We are situated beings. We are taken from the land and we feed off the land. There is no escaping the truth that “just as our bodies go in and out of the land, so our land goes in and out of us” and that “all living things are part of one another and cannot thrive alone.” We are in a web of beings that includes not only our churches and neighbors but also the very soil on which we live. Thus, stewardship of creation is a spiritual formation. Stewardship of the land is stewardship of God’s gift. All of creation is loved by God. But we do not love what we do not know. As Wendell Berry writes in Native Grasses and Their Meanings, “The first duty of stewardship is to see and respect what is there.” Perhaps we are less interested in maintaining what we have been given because our hands rarely touch the land. We drive on paved roads and walk on cement. Part of the creation mandate in Genesis 1 is ecological stewardship as an act of dominion. Not dominion, but vigilance.

Theologian Norman Wirzba has suggested on the topic of living in the present, “If you want to be with God, don’t look up at some far-off destination across the blue sky. Look down and around you, for that is where God is at work and that is where He wants to be. God does not run from his creation.” God meets his creations where they are. He is not around the next bend or beyond the next big thing. He is here, among us, and he wants to meet us. Adam, AdamaEarth. Humans originated from humus. God inspired humanity with earth. We are called to serve diligently the earth from which we were born. We are called to nourish the place that nourished us. But we often abandon the earth and neglect to live with the land. We exploit and erode our origins.

In an interview with nature writer Barry Lopez, Fred Bahnson asked about the time Lopez spent among the Inuit of the Arctic in the 1970s and 1980s. Lopez asked what adjectives these indigenous communities would use to describe white North American culture. The word he heard over and over was “lonely.” “They see us as a very lonely people,” Barry told Fred. “And one of the reasons we’re lonely is that we’ve separated ourselves from the non-human world and called this ‘progress.'” Maturity in Christ is not an escape, it’s a being.

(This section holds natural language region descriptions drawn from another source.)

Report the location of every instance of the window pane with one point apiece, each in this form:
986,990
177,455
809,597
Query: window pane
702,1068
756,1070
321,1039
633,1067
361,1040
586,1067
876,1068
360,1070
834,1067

When I began my spiritual life, I knew to care for the land, but I hadn’t tried to get to know the land. And those few word changes make all the difference. Modern society encourages us to try to live as disembodied beings, disconnected from both time and place. While technology may give us the feeling that we have access to every place, every place is not a place. Similarly, every time is not a time. Because I buy packaged food at the grocery store, I am disconnected from the earth and the seasons, rhythms, and cycles that come with it. I don’t know what the effects of a long drought will be, or what season a particular vegetable will grow in. When I go to the supermarket, everything is not in season.

“people exploit They simply decided it was worth it. protect Berry insists, “It’s what they love.” Life is a miracle. “And to protect what we love, we need a language of particularization, because we especially love what we know.” An agrarian mindset invites us to nurture life holistically, bringing together the vitality of land, creatures, and people. It invites us to care for and love our land and our neighbors. Where we are is where God wants to meet us.